Então, volto à Bíblia e leio que Deus, que me criou, continua me amando, apesar de eu lhe dar as costas. Só Deus pode amar assim. A gente ama quem não gosta da gente, mas depois desiste e cai em outros braços… Deus persiste. Cito-lhe um trecho de um entrevista do Bono, do U2. Disse ele: “É espantosa a idéia que o Deus que criou o universo procura por companhia. Meu entendimento da Bíblia é simplificado pela pessoa de Cristo. Cristo ensina que Deus é amor. E o que isto significa? Isto me leva ao estudo da vida de Cristo. (…) Sei o que Deus é. Deus é amor e o melhor que eu faço é me deixar ser transformado por este amor e agir neste amor. Esta é a minha religião. Quando as coisas se complicam para mim, trato logo de viver este amor, mas sei que não é fácil”. (Bono: Grace over Karma. Disponível em <http://www.christianitytoday.com/music/interviews/2005/bono-0805.html>)
Retorno à Bíblia e leio a história da crucificação de Jesus, uma história difícil de ser engolida. Como alguém pode me amar assim ao ponto de entregar o seu próprio filho para morrer em meu lugar, de modo que eu pudesse olhar Deus de frente outra vez! Sim, eu lhe dei as costas, mas Ele se manteve diante de mim. O pecado nos separava, mas Ele derrubou o abismo que nos separava.
A história da crucificação de Jesus Cristo há tantos séculos é a história do amor de Deus para comigo e eu posso universalizar este amor, para alcançar você também, mas falo da minha experiência. Por amor, Deus quer atacantes jogando para a meta que deve vencer. E o que Ele quer em troca? Apenas nossa amizade. Deus tem fome de nossa amizade, assim como devemos ter fome de sua amizade. Seu colo está aquecido para nos receber, mesmo quando escapamos por aí.
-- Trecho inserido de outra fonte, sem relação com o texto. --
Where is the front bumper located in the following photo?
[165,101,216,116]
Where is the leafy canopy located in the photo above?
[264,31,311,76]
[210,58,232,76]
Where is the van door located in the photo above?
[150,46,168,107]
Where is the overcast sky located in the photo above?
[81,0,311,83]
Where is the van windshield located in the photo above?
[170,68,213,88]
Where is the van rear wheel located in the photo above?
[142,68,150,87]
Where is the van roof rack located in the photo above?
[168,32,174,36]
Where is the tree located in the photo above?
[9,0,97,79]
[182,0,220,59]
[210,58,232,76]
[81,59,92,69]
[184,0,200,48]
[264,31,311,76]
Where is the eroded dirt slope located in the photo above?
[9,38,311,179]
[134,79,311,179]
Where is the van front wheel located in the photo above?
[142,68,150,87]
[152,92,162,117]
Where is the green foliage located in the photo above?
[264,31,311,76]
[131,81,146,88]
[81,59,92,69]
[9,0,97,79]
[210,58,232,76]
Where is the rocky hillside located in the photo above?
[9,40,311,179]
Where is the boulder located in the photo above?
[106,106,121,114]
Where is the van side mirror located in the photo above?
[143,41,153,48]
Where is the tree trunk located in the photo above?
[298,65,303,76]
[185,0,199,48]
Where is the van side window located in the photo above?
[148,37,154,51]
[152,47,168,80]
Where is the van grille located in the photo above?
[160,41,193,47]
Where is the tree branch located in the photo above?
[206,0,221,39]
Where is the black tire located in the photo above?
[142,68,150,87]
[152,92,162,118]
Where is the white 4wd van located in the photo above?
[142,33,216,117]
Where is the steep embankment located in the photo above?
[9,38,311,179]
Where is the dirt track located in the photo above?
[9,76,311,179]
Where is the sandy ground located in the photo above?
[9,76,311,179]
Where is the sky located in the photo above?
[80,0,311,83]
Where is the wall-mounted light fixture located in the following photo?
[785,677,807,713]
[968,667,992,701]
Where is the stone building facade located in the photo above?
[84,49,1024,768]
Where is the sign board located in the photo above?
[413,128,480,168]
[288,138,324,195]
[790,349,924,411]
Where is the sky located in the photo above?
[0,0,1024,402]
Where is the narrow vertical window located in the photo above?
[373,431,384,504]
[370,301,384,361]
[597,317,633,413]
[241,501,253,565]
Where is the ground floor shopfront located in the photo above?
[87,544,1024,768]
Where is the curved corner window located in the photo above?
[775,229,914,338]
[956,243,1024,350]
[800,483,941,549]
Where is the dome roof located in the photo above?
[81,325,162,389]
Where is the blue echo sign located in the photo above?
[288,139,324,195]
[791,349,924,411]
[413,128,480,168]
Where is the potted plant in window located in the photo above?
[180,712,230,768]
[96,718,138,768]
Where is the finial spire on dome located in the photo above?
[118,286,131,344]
Quando reconheço que sou pecador e admito que não posso me livrar por mim mesmo do meu pecado, Deus fica livre para mostrar na prática o seu amor para comigo e me livrar do meu pecado, para que eu possa ser feliz. Quando peço perdão pelo meu pecado, sobretudo o pecado primeiro de dar as costas para Deus, eu sou perdoado. O peso da culpa — que existe e é real, mesmo que muitos digam o contrário — é tirado de minhas costas. Se a existência do pecado é uma péssima notícia, a possibilidade do perdão tira toda a sua força. Não há felicidade fora do amor de Deus para conosco. E Deus busca a nossa companhia, como disse o Bono.
Quero, Ronaldo, que você seja feliz, porque é o que Deus quer para você.
Quero que você aceite que é amado por Deus apesar dos seus pecados. É assim que a Bíblia diz que devemos nos sentir. É assim que me sinto, apesar de pecador: amado.
Quero que você deseje ser guiado por Deus, não por seus instintos (e como eles são fortes em você e em mim!), não por seus desejos (e como eles são poderosos em você e em mim!), não pela ideologia do prazer ou do sucesso (como ela é sedutora para você e para mim!)
Quero, se eu voltar à China, ver pessoas que admiram o seu futebol. Quero continuar apreciando o seu futebol por bons anos ainda, mesmo que não seja no Botafogo.
Quero que você continue sendo um exemplo de vida e de futebol para tantas pessoas no Brasil e no mundo. Precisamos de bons exemplos.
Ouso dizer que Deus quer o mesmo para você e que está com os abraços abertos para receber você e caminhar com você numa nova arrancada, rumo aos gols. No entanto, se os limites do corpo não puderem ser vencidos, o amor dEle para com você continuará o mesmo, porque Deus não se deixa contaminar pela doença da ideologia do sucesso. Ele também gosta de futebol, mas ama sobretudo o atleta, como quem deseja estabelecer um relacionamento de amigos.